When we left London we were five hours ahead of New York. We gained an hour a night for five of the six nights going into different time zones and by the time we docked last Saturday morning we were on Eastern time.
We heard all the Titanic jokes that are in the book. In fact, originally we were supposed to pass within 80 miles of the Titanic’s final stop, the iceberg, but the captain told us storms in the area forced rerouting and we couldn’t get any closer than 300 miles. Not kidding but about 90 minutes after that announcement captain came back on and told us there was smoke coming from the first level of the ship but to remain calm. The first level was the crew quarters, sound familiar? Remain calm, eh? Was that the same advice given to the Titanic passengers? We fared better. Whatever the issue it was extinguished within an hour.
The biggest surprise of the journey was on Friday night when the daily program posted there would be Shabbat evening services at 5 pm. We made a decision to attend as we do regularly on Friday nights at home but had no idea how many others would be there. Over 20 people showed up to worship. The cruise line outfitted the meeting room with kippahs, Shabbat wine, challah and for some reason gefilte fish which has absolutely no significance to Shabbat but instead Passover. It would be akin to putting out a plate of cheese for communion. The one thing that was missing was the most important of the event—a rabbi. We sat there for about five minutes, and then someone suggested there wasn’t a rabbi on board, and we needed a service leader. The question was ‘who can do it?’ All of a sudden things got eerily quiet. Andi whispered, “Why don’t you do it?” The sharp left elbow she got to the ribs put an end to that suggestion. Finally, and fortunately, a Jewish Studies professor from Vanderbilt University said he would try but couldn’t guarantee much. He was fantastic, as was his co-leader, a 13-year-old recent bat-mitzvah from Boston. The service lasted about 45 minutes and then we went to kiddish— wine, challah and even some gefilte fish.

It’s pretty awesome and inspiring after docking in New York to walk out to the balcony of your cabin and have this view.
Demographic of the passengers were British, American, German and Canadian.
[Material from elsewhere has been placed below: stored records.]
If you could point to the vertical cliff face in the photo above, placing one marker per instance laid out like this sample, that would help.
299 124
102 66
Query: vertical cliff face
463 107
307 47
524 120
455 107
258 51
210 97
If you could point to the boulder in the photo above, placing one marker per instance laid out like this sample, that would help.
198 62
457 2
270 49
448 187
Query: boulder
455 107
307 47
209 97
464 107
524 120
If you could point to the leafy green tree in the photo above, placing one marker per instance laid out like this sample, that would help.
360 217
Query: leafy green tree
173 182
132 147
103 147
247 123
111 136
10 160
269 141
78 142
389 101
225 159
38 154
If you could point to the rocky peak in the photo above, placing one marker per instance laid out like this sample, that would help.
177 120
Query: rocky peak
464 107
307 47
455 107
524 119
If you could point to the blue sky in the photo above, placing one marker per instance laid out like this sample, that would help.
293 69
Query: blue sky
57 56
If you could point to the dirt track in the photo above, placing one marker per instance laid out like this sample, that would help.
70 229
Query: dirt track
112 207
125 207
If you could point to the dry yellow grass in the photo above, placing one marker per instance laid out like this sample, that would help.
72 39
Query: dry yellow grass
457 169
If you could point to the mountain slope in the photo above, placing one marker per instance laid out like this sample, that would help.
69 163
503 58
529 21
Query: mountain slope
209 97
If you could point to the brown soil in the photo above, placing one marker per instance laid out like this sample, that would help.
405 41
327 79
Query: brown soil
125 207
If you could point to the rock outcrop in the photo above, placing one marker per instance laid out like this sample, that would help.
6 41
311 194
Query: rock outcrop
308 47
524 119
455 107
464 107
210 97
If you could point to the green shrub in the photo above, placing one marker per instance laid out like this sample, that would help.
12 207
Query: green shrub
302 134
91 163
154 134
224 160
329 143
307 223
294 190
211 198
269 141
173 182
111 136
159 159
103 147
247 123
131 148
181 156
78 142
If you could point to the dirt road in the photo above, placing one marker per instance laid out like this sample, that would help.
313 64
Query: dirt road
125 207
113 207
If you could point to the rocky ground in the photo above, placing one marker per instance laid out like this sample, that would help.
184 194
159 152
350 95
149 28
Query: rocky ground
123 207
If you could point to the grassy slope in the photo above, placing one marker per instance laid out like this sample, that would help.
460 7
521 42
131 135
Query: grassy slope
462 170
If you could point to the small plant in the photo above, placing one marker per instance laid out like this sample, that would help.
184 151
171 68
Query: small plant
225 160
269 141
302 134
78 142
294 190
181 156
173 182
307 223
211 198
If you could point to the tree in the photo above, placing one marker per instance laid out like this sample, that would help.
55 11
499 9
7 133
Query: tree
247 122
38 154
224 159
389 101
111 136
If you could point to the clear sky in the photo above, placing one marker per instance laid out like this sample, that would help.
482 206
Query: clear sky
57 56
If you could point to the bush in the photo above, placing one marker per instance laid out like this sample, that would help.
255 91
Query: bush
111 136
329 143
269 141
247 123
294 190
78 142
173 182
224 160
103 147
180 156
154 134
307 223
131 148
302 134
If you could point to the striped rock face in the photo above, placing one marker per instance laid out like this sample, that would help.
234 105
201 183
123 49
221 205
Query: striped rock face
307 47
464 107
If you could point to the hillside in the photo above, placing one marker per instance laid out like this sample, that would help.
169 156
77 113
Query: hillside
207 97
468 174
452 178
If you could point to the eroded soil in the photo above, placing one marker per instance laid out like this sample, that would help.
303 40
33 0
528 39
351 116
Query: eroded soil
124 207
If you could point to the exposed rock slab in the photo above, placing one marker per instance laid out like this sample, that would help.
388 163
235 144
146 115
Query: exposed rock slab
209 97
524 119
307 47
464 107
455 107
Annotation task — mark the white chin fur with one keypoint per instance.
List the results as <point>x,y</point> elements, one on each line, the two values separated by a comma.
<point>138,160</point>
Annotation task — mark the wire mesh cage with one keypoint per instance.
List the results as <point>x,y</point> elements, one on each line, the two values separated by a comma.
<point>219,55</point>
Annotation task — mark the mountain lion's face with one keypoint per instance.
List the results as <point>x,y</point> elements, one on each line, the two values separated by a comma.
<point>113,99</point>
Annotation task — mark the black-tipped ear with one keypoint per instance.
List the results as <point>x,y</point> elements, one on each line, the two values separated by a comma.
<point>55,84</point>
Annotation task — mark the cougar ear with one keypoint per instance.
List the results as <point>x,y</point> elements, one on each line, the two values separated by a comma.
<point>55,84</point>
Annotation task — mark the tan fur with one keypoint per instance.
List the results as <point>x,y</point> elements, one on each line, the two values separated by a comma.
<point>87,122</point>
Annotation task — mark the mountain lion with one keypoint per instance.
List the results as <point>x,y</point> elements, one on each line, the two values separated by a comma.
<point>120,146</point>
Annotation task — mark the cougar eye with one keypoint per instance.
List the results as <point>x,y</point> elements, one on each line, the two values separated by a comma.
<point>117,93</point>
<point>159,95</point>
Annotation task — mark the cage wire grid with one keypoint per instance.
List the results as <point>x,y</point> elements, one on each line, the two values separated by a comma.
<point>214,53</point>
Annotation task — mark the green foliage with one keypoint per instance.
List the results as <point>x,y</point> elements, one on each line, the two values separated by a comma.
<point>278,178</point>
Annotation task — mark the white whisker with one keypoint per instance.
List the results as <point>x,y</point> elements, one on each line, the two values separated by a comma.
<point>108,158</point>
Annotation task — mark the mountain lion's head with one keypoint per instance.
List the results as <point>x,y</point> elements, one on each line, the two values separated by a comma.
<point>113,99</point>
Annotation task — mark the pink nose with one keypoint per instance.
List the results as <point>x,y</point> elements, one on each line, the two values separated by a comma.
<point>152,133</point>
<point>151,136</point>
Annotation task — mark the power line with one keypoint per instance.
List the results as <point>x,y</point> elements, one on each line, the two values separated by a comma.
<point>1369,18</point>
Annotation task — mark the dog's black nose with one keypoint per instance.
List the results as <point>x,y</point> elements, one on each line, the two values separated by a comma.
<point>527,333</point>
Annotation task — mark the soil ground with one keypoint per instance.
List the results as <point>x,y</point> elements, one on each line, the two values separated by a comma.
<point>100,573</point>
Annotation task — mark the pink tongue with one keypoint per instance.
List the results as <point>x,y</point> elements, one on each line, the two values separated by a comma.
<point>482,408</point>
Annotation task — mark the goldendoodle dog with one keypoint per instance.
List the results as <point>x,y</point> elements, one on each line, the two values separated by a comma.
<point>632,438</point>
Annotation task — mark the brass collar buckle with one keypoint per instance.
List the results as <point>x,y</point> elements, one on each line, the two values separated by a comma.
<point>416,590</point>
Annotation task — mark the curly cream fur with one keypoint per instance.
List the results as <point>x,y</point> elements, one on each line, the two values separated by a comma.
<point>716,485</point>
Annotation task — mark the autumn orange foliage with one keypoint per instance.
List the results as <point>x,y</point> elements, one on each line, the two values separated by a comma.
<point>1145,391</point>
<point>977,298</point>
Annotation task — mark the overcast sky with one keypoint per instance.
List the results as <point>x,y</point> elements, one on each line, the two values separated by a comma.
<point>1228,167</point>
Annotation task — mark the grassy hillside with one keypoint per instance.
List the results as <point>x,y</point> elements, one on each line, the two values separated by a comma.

Older but not as old as I might have originally thought. We met some nice folks— a couple from Germany with an eight-year-old who were going to spend a day in New York shopping and get back on the ship for the return to London. There’s little doubt the kid will now be scarred for life from cruising. And they weren’t the only ones doing the round trip. We met a couple of educators from the U.K. who were going to New York, Washington and Boston for the first time. And the 82-year-old hotel magnate and his wife coming off a European family vacation with their 10 kids and 31 grandkids. After the family went home cruising by themselves probably had a peaceful ring to it.
You know what? The week was actually okay. I didn’t hate it. At 3:30 am on the day we were scheduled to dock at the Brooklyn Cruise Terminal the top decks were packed with Instamatics taking photos going under the Verrazano Bridge. A few minutes later a great view of the skyline of the southern end of Manhattan and then the breathtaking passing of the Statue of Liberty, which an hour later was sitting right outside our cabin balcony. It was the first time we saw lights and land in a week. I felt like Vasco da Gama.
I defied the handicappers. And the odds against. I made it for six days. I really had no other choice so cashing the over really isn’t legit. I wasn’t even fidgety. Would I do it again? Maybe, circumstances dictating. But not without my new cruise travel partner, a tin of gummies. Don’t get onboard without them. Trust me on that one.